Un exemple parmi tant d’autres : Assassin’s Creed II. Le jeu promet de nous plonger dans un univers hyper-réaliste, de nous faire découvrir le plus fidèlement possible un monde et une époque passée. Sauf qu’au détour d’une ruelle, on pourra tomber sur une plume transparente flottant à dix centimètres du sol, aberration nécessaire à l’obtention du trophée « Je me suis fait chier à ramasser toutes les plumes », digne d’un MMORPG coréen. Plus étrange, certains trophées/succès récompensent une « contre-performance », du style marquer un but contre son camp ou tomber dix fois d’une falaise. En gros, on nous demande de jouer mal, d’être mauvais. Un comble pour un jeu vidéo ! Mais l’absurdité de ces récompenses peut être beaucoup plus perverse.
Prenons un jeu ô combien immersif : le bien-nommé Red Dead Redemption. Le joueur lambda rentrera pleinement dans l’ambiance western, vivra pendant quelques heures la vie de John Marston. Le joueur chassera juste ce qu’il faut pour vivre, portera secours aux innocents, bref, il insufflera à son personnage ses propres valeurs et convictions. Mais si ce joueur veut faire durer le plaisir en cherchant à compléter tous les trophées ou succès du titre, certains l’obligeront à aller contre sa vision du jeu. On lui demandera ainsi de ligoter une femme sur les rails, ou encore d’éradiquer irrémédiablement tous les bisons de la map. Bref, alors que le titre avait réussi à faire oublier au joueur qu’il était devant sa console, ce système de récompenses casse brutalement l’immersion (NdCouCou : et ne parlons même pas des fameux thermos à café d’Alan Wake…).
Dernier exemple, et pas des moindres : Heavy Rain. Jamais un jeu n’avait autant eu l’ambition de faire vivre une expérience unique au joueur, remplie d’émotions fortes servies par un scenario complexe, lui proposant de prendre ses propres décisions. Mais ici aussi, le système de récompenses va à l’encontre totale de l’ambition du jeu. A chaque embranchement ou presque, un trophée est débloqué, quelle que soit la décision du joueur. Au final, pour avoir tous les trophées et ainsi obtenir le Saint Graal (un trophée platine plus exactement), il faudra donc bêtement refaire encore et encore le jeu, zappant certains passages, laissant parfois mourir délibérément certains personnages. Une hérésie.

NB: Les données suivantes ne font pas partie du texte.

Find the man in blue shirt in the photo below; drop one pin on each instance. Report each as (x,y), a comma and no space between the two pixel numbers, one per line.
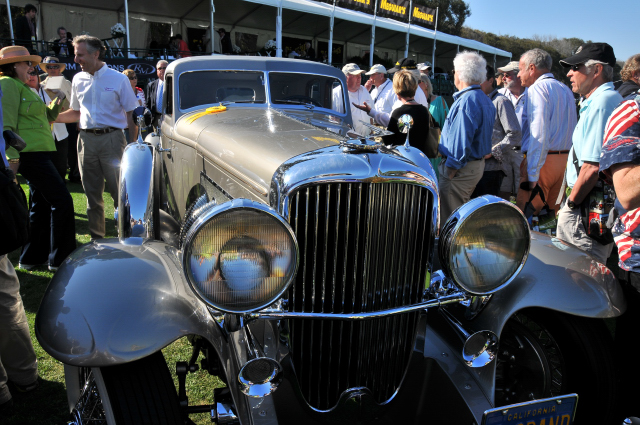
(591,73)
(466,136)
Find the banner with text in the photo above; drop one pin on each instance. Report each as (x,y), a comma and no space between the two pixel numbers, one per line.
(396,9)
(361,5)
(423,16)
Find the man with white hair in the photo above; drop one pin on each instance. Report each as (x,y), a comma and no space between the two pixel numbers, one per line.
(466,136)
(551,113)
(517,94)
(591,73)
(382,117)
(357,95)
(383,95)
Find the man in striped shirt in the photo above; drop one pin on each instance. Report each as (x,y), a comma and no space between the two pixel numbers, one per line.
(551,114)
(620,161)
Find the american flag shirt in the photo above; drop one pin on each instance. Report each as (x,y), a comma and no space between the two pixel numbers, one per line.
(622,145)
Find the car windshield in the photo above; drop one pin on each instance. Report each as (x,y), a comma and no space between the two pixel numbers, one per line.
(209,87)
(306,89)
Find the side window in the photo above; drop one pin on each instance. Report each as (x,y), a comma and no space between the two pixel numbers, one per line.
(168,83)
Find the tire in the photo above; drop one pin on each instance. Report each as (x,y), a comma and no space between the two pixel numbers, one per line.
(546,354)
(140,392)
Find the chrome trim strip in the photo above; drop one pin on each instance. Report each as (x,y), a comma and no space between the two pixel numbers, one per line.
(279,314)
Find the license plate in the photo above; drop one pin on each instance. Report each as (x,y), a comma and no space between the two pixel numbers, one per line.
(549,411)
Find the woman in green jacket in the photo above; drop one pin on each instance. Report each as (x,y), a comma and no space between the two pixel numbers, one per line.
(52,236)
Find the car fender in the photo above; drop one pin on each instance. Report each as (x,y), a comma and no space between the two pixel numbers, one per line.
(560,277)
(112,303)
(557,276)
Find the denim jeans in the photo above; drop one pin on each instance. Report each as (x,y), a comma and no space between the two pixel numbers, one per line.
(53,228)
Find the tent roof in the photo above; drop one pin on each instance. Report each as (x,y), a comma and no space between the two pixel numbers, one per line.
(299,17)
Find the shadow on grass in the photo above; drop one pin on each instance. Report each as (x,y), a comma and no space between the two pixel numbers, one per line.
(45,406)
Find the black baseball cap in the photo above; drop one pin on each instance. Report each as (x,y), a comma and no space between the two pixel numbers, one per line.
(597,51)
(404,63)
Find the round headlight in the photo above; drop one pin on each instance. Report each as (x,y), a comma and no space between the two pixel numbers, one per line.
(484,244)
(240,256)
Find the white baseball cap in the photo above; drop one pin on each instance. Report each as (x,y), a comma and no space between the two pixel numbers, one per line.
(377,68)
(352,68)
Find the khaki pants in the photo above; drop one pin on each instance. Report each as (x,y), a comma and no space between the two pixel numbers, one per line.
(99,159)
(550,181)
(455,192)
(571,229)
(18,361)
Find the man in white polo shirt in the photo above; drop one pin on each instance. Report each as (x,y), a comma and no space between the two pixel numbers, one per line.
(383,94)
(103,102)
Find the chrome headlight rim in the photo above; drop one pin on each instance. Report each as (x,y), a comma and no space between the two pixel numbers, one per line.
(239,204)
(453,226)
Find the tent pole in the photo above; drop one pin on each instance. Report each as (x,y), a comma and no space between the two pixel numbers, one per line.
(373,34)
(126,12)
(279,31)
(435,34)
(406,49)
(10,22)
(331,21)
(212,10)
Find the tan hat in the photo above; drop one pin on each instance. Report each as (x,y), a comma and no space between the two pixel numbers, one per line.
(352,68)
(375,69)
(14,54)
(511,66)
(52,60)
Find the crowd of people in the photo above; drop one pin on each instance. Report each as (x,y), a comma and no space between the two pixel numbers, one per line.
(567,152)
(528,142)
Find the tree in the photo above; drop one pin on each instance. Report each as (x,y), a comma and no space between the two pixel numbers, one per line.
(451,14)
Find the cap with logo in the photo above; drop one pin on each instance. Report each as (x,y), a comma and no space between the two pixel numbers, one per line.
(597,51)
(404,63)
(52,60)
(511,66)
(352,69)
(375,69)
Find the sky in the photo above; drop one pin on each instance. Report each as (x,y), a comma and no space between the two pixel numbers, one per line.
(598,21)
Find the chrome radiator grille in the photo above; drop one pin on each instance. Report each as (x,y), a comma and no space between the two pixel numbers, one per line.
(363,247)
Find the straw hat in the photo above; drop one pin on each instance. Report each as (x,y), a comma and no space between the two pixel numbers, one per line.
(52,60)
(13,54)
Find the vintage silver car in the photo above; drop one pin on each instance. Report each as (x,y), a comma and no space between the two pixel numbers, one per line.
(310,268)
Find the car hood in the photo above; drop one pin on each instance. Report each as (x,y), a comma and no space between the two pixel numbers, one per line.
(253,142)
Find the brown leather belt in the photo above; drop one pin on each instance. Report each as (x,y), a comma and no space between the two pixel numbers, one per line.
(99,130)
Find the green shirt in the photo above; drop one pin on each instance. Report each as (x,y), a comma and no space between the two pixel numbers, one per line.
(25,113)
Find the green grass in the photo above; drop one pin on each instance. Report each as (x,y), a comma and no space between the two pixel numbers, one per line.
(48,405)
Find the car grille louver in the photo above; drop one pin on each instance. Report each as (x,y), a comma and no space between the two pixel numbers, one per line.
(364,247)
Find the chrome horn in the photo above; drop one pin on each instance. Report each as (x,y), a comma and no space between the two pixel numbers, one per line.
(261,375)
(479,348)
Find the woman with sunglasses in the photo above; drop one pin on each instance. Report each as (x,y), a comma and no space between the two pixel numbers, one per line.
(52,236)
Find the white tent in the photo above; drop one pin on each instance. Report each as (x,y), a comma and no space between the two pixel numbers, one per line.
(299,18)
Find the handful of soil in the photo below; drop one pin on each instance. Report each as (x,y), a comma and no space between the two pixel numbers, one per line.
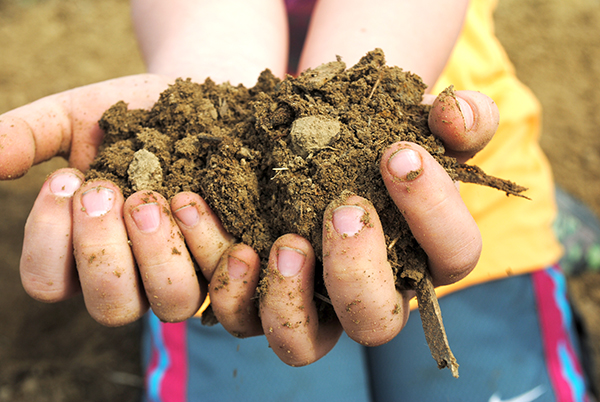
(269,159)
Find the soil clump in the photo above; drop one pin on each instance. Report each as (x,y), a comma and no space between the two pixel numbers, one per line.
(270,159)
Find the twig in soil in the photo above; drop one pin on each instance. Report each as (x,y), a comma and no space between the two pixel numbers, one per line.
(207,137)
(323,298)
(474,174)
(431,317)
(435,334)
(277,171)
(376,85)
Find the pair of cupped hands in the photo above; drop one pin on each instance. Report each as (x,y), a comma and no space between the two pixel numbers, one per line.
(129,255)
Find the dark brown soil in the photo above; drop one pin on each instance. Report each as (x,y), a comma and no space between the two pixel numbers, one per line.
(270,159)
(54,45)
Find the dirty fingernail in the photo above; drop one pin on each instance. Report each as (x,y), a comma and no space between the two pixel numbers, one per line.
(65,184)
(405,164)
(290,261)
(237,268)
(98,201)
(146,217)
(467,112)
(348,220)
(188,215)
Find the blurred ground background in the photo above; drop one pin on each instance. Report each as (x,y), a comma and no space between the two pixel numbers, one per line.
(56,352)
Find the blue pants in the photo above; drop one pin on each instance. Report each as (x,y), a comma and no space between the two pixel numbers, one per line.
(512,338)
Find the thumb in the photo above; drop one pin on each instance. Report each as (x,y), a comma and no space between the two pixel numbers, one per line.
(66,124)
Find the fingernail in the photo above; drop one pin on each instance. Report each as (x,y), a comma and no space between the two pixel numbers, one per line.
(146,217)
(64,184)
(290,261)
(348,220)
(405,164)
(237,268)
(188,215)
(98,201)
(467,112)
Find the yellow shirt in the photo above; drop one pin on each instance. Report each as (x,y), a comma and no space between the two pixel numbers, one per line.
(517,233)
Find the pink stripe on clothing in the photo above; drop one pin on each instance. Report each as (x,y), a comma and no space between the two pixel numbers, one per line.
(554,312)
(174,383)
(167,372)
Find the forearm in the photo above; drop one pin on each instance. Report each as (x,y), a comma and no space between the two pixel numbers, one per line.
(416,35)
(227,40)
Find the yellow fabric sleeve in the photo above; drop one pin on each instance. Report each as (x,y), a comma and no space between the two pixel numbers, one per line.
(517,233)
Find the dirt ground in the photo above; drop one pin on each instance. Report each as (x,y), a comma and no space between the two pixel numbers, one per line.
(56,352)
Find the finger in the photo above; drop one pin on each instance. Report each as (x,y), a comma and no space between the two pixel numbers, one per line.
(357,274)
(434,210)
(66,124)
(233,290)
(47,266)
(170,280)
(111,286)
(287,309)
(203,231)
(465,121)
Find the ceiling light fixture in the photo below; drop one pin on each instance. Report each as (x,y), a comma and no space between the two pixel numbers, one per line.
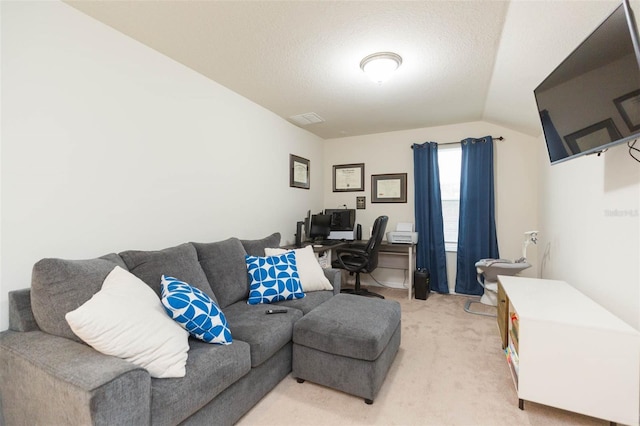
(379,66)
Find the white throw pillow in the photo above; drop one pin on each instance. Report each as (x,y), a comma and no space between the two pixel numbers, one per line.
(126,319)
(312,277)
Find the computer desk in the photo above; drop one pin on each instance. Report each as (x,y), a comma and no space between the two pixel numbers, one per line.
(391,256)
(397,256)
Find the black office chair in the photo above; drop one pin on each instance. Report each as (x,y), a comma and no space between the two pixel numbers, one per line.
(365,259)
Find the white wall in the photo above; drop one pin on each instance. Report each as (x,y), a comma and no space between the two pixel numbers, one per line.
(516,182)
(590,233)
(590,225)
(108,145)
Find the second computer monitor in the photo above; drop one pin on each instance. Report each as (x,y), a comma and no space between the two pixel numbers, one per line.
(320,226)
(342,219)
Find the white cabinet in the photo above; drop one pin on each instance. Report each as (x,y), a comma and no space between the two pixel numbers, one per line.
(568,352)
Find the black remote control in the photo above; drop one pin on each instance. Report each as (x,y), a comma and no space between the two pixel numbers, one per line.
(276,311)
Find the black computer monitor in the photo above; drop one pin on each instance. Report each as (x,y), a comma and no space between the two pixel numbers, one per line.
(320,226)
(342,219)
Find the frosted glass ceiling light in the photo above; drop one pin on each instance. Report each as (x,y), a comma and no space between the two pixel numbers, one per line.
(379,66)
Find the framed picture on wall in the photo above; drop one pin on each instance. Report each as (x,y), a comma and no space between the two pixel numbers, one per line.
(348,177)
(389,188)
(298,172)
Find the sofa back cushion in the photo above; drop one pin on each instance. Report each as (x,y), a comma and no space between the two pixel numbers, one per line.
(59,286)
(180,262)
(256,247)
(225,268)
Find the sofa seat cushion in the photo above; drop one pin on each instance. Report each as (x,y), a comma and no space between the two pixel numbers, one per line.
(309,302)
(210,370)
(180,262)
(59,286)
(266,334)
(224,265)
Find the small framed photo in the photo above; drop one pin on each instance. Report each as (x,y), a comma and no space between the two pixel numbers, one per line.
(629,108)
(593,136)
(389,188)
(298,172)
(348,177)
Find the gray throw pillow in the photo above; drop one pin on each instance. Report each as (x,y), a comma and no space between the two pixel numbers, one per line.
(226,269)
(256,247)
(180,262)
(59,286)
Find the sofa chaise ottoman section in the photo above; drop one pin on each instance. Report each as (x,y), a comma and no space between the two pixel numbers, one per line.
(348,343)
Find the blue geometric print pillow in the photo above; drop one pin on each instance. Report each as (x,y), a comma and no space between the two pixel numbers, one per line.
(194,311)
(273,278)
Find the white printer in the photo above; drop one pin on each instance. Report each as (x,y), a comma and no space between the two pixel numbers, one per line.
(403,234)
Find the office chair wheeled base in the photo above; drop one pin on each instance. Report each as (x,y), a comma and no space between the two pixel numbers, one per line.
(361,292)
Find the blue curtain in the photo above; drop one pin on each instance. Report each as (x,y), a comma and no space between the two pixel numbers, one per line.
(430,253)
(477,225)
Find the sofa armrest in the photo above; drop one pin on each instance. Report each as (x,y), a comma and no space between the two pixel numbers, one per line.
(335,278)
(46,379)
(20,315)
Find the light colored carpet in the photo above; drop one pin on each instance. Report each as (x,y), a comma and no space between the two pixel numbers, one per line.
(449,370)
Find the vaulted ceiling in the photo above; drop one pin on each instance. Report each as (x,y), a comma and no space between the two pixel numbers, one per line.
(462,60)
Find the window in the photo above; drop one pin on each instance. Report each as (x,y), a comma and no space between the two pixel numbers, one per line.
(449,161)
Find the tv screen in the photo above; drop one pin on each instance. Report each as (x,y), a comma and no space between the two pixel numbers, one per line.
(591,101)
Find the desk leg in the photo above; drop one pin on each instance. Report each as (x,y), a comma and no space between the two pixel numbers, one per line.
(410,271)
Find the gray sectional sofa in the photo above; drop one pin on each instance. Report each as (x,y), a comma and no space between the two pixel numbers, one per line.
(49,376)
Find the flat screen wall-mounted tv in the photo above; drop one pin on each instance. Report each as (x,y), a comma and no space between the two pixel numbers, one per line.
(591,101)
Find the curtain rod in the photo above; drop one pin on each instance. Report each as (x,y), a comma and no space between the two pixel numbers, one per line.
(499,138)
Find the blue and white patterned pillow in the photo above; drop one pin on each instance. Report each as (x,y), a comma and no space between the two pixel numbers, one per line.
(273,278)
(195,311)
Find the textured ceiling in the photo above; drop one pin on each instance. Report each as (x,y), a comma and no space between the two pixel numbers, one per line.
(462,60)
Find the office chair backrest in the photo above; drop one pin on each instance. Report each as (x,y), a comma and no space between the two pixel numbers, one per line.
(373,246)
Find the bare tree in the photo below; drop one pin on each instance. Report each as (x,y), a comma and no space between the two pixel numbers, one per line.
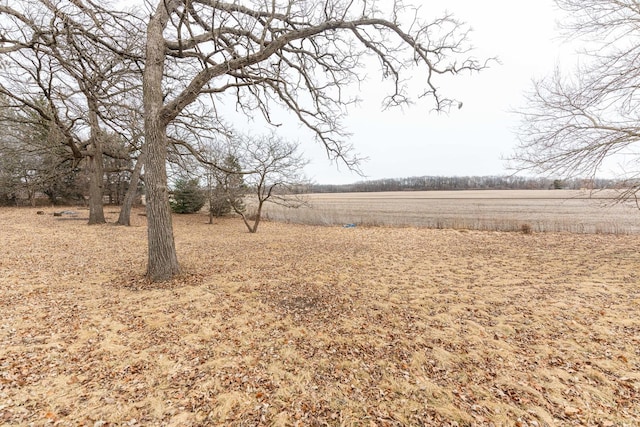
(297,54)
(573,122)
(80,58)
(276,170)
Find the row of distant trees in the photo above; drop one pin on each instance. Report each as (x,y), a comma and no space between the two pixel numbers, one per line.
(88,84)
(453,183)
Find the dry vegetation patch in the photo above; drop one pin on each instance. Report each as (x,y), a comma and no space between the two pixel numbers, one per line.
(302,325)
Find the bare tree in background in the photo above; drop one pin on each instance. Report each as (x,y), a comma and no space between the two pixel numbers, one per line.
(276,171)
(573,122)
(80,59)
(296,54)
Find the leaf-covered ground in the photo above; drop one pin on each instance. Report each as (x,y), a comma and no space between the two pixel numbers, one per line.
(302,325)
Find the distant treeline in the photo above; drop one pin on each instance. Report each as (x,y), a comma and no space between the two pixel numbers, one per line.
(453,183)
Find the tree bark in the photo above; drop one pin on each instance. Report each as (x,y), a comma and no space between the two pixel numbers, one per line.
(162,258)
(96,187)
(125,212)
(95,167)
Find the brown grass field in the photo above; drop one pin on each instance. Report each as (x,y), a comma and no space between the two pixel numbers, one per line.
(303,325)
(497,210)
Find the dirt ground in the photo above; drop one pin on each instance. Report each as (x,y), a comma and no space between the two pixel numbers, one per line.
(303,325)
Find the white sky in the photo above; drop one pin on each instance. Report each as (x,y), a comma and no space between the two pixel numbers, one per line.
(475,139)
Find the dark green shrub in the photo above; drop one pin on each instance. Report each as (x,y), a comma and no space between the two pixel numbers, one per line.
(188,197)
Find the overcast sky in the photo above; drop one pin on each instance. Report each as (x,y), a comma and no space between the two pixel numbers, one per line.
(470,141)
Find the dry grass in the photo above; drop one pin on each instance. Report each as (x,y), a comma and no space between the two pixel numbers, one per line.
(303,325)
(500,210)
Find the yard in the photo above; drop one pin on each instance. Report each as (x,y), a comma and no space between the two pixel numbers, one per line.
(312,325)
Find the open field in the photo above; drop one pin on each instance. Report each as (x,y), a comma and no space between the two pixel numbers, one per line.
(308,325)
(501,210)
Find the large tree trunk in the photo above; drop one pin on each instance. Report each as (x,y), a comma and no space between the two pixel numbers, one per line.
(96,188)
(125,212)
(163,261)
(95,168)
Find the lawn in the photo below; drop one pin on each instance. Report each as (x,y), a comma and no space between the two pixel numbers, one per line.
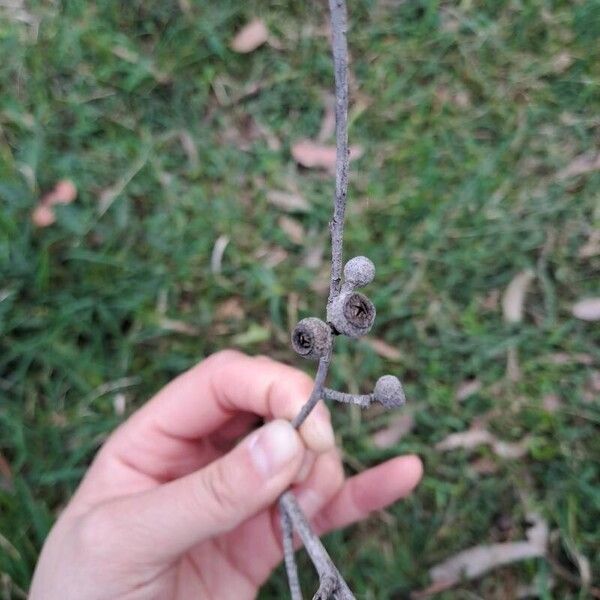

En conclusion, loin de moi l’idée de cracher sur ces systèmes de récompenses, qui permettent aux joueurs que nous sommes de prolonger un peu l’aventure en apportant quelques challenges supplémentaires. Mais il est tout de même dommage de constater que la course aux trophées/succès s’oppose parfois totalement au jeu lui-même, cassant l’immersion, nous forçant à jouer différemment, parfois à l’encontre de ce que nous aurions fait naturellement. Au final, certains titres semblent avoir le bas de la jaquette entre deux chaises, montrant deux visages diamétralement opposés. D’un coté, on nous offre une aventure interactive et immersive ; de l’autre, on nous propose un challenge supplémentaire qui nous rappelle qu’il ne s’agit que d’un jeu vidéo. L’équilibre entre les deux facettes est encore loin d’avoir été trouvé.